In order to forecast our economic landscape going forward, we must first assess the extent of the damage done to the U.S. economy from the once-in-a century occurrence that has emerged over the past half year. This coronavirus has caused record levels of unemployment and impairment in national output not seen since the Great Depression. Business investment and investment intentions have also diminished in the face of unparalleled uncertainty.
A useful first approximation of the economic sectors affected by the virus, and to what degree, comes from a June 2020 memorandum published by the Congressional Budget Office (CBO) in response to questions from the office of the Speaker of the House of Representatives Nancy Pelosi. By comparing changes in their interim projections for gross domestic product (GDP) between January 2020 (pre-pandemic) and May 2020, the CBO examines how they expect the coronavirus has and will continue to impact the economy from the beginning of 2020 through next year. Their analysis provides a firm starting point in gauging the short- and long-term U.S. economic outlook.
EXCERPT FROM CBO LETTER TO SPEAKER NANCY PELOSI:
How Much Has CBO’s Projection of GDP Fallen?
Nominal GDP is $3.9 trillion lower over the 2020–2021 period in CBO’s May projections than in its January projections (see Table 1). In the May projections, nominal GDP grows an average of zero percent from the fourth quarter of 2019 to the fourth quarter of 2021—the result of a decline in real (inflation-adjusted) GDP offset by some increase in overall prices. In the January projections, by contrast, nominal GDP growth averaged 4.1 percent over that period.
What Were the Largest Components of the Decline?
A $2.7 trillion downgrade to CBO’s projection of consumer spending made the largest contribution to the $3.9 trillion change in projected GDP over the 2020–2021 period. It accounted for about two-thirds of the decline.
The differences in the table are expressed at a quarterly rate (not at an annual rate, as commonly presented by the Bureau of Economic Analysis) to capture the actual dollar amount lost.
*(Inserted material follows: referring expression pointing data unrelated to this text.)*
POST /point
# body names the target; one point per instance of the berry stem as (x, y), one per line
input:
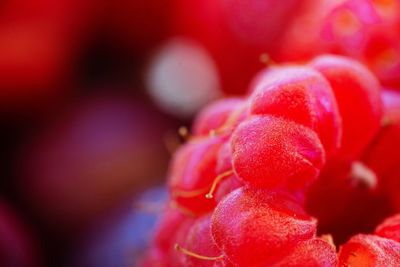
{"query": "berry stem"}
(216, 181)
(195, 255)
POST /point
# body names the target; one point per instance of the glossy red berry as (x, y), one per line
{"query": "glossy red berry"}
(254, 227)
(192, 173)
(311, 253)
(215, 115)
(272, 152)
(370, 251)
(357, 92)
(302, 95)
(390, 228)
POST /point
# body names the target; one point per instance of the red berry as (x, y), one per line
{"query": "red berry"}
(311, 253)
(370, 251)
(215, 115)
(258, 227)
(192, 173)
(358, 96)
(199, 247)
(343, 197)
(301, 95)
(271, 152)
(390, 228)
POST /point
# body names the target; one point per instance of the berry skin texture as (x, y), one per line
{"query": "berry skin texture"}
(344, 195)
(215, 115)
(302, 95)
(255, 227)
(358, 96)
(370, 251)
(192, 173)
(199, 241)
(271, 152)
(311, 253)
(390, 228)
An annual rate would represent a change in production in one quarter as if it persisted for a full year and therefore would be less appropriate in understanding exactly how gross domestic product changed in that one quarter alone. Because of rounding, the differences shown for components of gross domestic product may not add up to the differences shown for gross domestic product.
Consumer spending is also the largest single component of GDP, making up 68 percent of the total in 2019.
The next largest contribution to the change in projected GDP came from a projected decline in private investment, accounting for $1.3 trillion (or one- third) of the total.
That projected decline arises mainly from a lower forecast of demand for the goods and services that businesses produce.
Also, significantly lower oil prices will hit investment in the oil and gas industries disproportionately hard.
How Much Did State and Local Governments’ Purchases Contribute to the Decline?
CBO’s projection of state and local governments’ purchases of goods and services fell by $350 billion, making up 9 percent of the total decline in GDP. State and local governments’ purchases accounted for 11 percent of
GDP in 2019.
Following this June letter to Speaker Pelosi, the CBO published an update to their longer-term economic outlook in July, through year 2030. CBO now projects that following a sharp contraction in economic activity in 2020, real GDP growth will recover to around 4% in 2021. Their expectation is for additional annual growth of real GDP in 2022 of almost 3% and then a leveling out to about 2% per year through year 2030.
How this all pans out of course depends on the path of the virus. In assessing the likelihood of CBO’s projections, I find it useful to examine how past pandemics of comparable scope to the novel coronavirus progressed. The novel coronavirus pandemic stands along with a small number of similar events in American economic history, most directly obvious being the Spanish Flu (1918-1920). And before that, for example, the yellow fever epidemic of 1793 which caused huge devastation in Philadelphia (then the new temporary capital of the emerging United States of America).
What we learn from past pandemics is that usually the economic contraction, though significant, has been temporary. A paper published by the Federal Reserve Bank of St. Louis in 2007 examines the economic impact of the Spanish Flu in 1918. Owing to a lack of economic data, they rely heavily on print media to paint a general picture of the economic effects of the pandemic. The key takeaway is that while many businesses suffered significant short-term losses in revenue, the contraction was short-lived.
Despite the uncertainty surrounding a possible resurgence in autumn, we remain hopeful that new COVID cases will continue to decline into September and that a vaccine should become available in the next 6-12 months. This will pave the way for continued economic recovery in 2021 as projected by the CBO.